3.3 Les fondements du design de services

Le design de services a pour principal objectif d’optimiser la prestation des services en misant sur l’utilité, l’efficacité et l’acceptabilité, en réponse à une évolution des besoins des consommateurs. Ayant déjà prouvé son efficacité dans le développement de services commerciaux, le design de services s’étend de plus en plus dans différentes sphères des services publics tels que la santé ou l’éducation (EDUCAUSE 2011). Mais comme chaque segment de service dispose de ses propres besoins, il devient indispensable d’adapter les méthodes et les outils. Nous assistons actuellement à une explosion des méthodologies, mais nous devons remonter à l’origine de la définiton des services afin de comprendre comment ces derniers évoluent.

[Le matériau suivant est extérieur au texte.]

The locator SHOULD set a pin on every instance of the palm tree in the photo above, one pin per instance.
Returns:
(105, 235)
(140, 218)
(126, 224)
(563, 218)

D’abord, c’est avec Zeithaml et al. (1985) que les caractéristiques d’un service ont été définies. À l’opposé d’un produit, un service est :

  • INTANGIBLE : il ne peut pas nécessairement être touché ;
  • INSÉPARABLE : il est produit à l’instant même où il est utilisé ;
  • PÉRISSABLE : il ne peut pas être entreposé ou transféré ;
  • HÉTÉROGÈNE : il est variable dans le temps et dans ses performances.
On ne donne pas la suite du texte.